Scala, Clojure, or JRuby are most often used in SoundCloud's products. It wasn't always like that. In the same way as other start-ups, SoundCloud was designed as a monolithic Ruby on Rails application running on Ruby's official interpreter, the MRI, as well as memcached and MySQL.
Mothership is what we affectionately call this system. The product's architecture was a good solution for a new product used by hundreds of thousands of artists to share their work, collaborate on tracks, and be discovered by industry professionals.
It contained both our Public API, which was used by thousands of third-party applications, and the user-facing web application. We built all of our client applications on top of the same API partners and developers used with the launch of the Next SoundCloud in 2012.
We upload about 12 hours of music and sound every minute, and hundreds of millions of people use our platform every day. It combines the challenges of scaling a very large social network and a media distribution platform.

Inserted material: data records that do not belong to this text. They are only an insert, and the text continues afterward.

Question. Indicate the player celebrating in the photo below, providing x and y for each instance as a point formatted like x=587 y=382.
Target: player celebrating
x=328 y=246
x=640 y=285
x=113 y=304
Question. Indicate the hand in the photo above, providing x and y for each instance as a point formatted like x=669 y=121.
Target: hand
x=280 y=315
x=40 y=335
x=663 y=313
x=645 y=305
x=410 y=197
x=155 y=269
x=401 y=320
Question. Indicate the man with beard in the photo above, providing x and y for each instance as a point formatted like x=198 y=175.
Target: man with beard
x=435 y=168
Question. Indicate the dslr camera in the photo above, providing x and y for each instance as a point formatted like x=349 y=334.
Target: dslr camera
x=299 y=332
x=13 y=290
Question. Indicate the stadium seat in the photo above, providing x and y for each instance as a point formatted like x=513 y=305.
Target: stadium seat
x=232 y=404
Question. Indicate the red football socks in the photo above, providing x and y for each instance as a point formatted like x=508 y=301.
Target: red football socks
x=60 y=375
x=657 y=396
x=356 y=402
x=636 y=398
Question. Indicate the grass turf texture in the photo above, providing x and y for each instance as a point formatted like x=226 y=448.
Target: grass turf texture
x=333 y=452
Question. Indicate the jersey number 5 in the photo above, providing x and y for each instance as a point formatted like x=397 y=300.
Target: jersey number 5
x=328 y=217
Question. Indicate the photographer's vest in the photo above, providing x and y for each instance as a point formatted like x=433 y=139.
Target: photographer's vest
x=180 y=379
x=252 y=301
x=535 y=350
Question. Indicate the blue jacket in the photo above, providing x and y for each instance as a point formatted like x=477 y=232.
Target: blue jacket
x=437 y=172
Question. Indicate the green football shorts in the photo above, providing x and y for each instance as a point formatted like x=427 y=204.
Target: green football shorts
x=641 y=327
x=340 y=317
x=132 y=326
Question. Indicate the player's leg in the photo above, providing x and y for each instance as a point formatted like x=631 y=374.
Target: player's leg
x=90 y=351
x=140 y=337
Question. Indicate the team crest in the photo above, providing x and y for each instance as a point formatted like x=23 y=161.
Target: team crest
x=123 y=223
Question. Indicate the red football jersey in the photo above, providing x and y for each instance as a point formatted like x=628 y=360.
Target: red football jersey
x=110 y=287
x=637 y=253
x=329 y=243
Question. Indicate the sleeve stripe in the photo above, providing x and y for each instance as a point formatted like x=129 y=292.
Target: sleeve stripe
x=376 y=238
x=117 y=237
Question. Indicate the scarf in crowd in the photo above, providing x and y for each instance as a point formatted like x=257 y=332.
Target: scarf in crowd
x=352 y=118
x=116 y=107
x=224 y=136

Our Rails application has scaled to this level as a result of developing, contributing to, and publishing several components and tools to help run database migrations at scale, be smarter about how Rails accesses databases, process a large number of messages, and more. In the end, we decided to fundamentally change how we build products, since we were always patching the system and not solving the underlying scalability issue.
Our architecture was the first thing to change. As a result, we moved towards what is now known as a microservices architecture. Engineers separate domain logic into very small components. A well-defined API is exposed by these components, and they implement a Bounded Context, including the persistence layer and any other infrastructure requirements.

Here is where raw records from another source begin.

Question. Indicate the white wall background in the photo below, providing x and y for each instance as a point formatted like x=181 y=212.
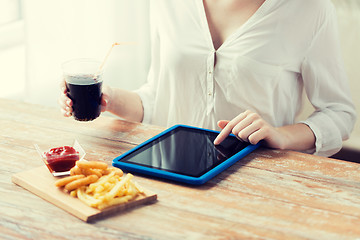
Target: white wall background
x=56 y=31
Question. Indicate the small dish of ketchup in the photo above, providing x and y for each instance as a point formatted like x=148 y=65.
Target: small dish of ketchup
x=59 y=160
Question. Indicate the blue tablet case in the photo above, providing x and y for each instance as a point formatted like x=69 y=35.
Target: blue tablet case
x=133 y=167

In the past, big-bang refactoring had plagued us, so instead of splitting the Mothership immediately, the team chose to not add any new functionality to it. We built all of our new features as microservices, and whenever a feature in the Mothership needed to be refactored, we extracted the code as part of this process.

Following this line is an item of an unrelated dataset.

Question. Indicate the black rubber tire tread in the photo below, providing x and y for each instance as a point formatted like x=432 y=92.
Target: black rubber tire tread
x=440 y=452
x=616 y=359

Initially, everything went well, but soon we discovered a problem. Since so much of our logic was still in the Rails monolith, all of our microservices had to interface with it somehow.
To solve this problem, the microservices could access the Mothership database directly. This is a common practice in some corporate settings, but because this database is a public interface, but not published, it causes problems when we need to change the structure of shared tables.
In its place, we chose the Public API, the only Published Interface SoundCloud had. Our internal microservices would therefore behave exactly the same as applications developed by third-party companies to integrate with the SoundCloud platform.
In no time, we realized there was a big problem with this model, as our microservices needed to react to user activity. For example, the push-notification system needed to know when a track had received a new comment so that it could inform the artist. We could not use polling at scale. We created a better model.
Amqp in general and RabbitMQ in particular was already used - In a Rails application you often need a way to dispatch slow jobs to a worker process to avoid hogging the concurrency-weak Ruby interpreter. Our co-presenters Sebastian Ohm and Tomás Senart discussed how we use AMQP, but we developed over time a new model called Semantic Events, where changes to the domain objects lead to a message being dispatched to a broker and consumed by whichever microservice finds the message interesting.
We used this architecture to enable Event Sourcing, which is how most of our microservices manage shared data, but it did not remove the need to query the Public API -for example, you might need to notify all fans of an artist and their email addresses about a new track.
Although most of the data was available through the Public API, we were limited by the same rules we imposed on third-party applications. Users could only access public information, so a microservice could not notify them about activity on private tracks.
The problem could be solved in several ways. A popular alternative was to extract all the ActiveRecord model classes from the Mothership and package them as a Ruby gem, effectively turning them into published interfaces and shared components. The problem with this approach was the overhead of versioning a component across so many microservices, and the fact that microservices would be written in languages other than Ruby. A different solution was needed.
Ultimately, the team decided to use Rails' engines (or plugins, depending on what version is installed) to create an internal API that can only be accessed within the company's network. When an application is acting on behalf of a user, we used Oauth 2.0, with different authorisation scopes depending on which microservice needs the data.
Despite constantly removing features from the Mothership, having a push and pull interface ensures that our new microservices won't be bound to the old architecture. Developing production-ready features with much shorter feedback cycles is possible thanks to the microservice architecture. Visual sounds and the new stats system are examples of externally visible features.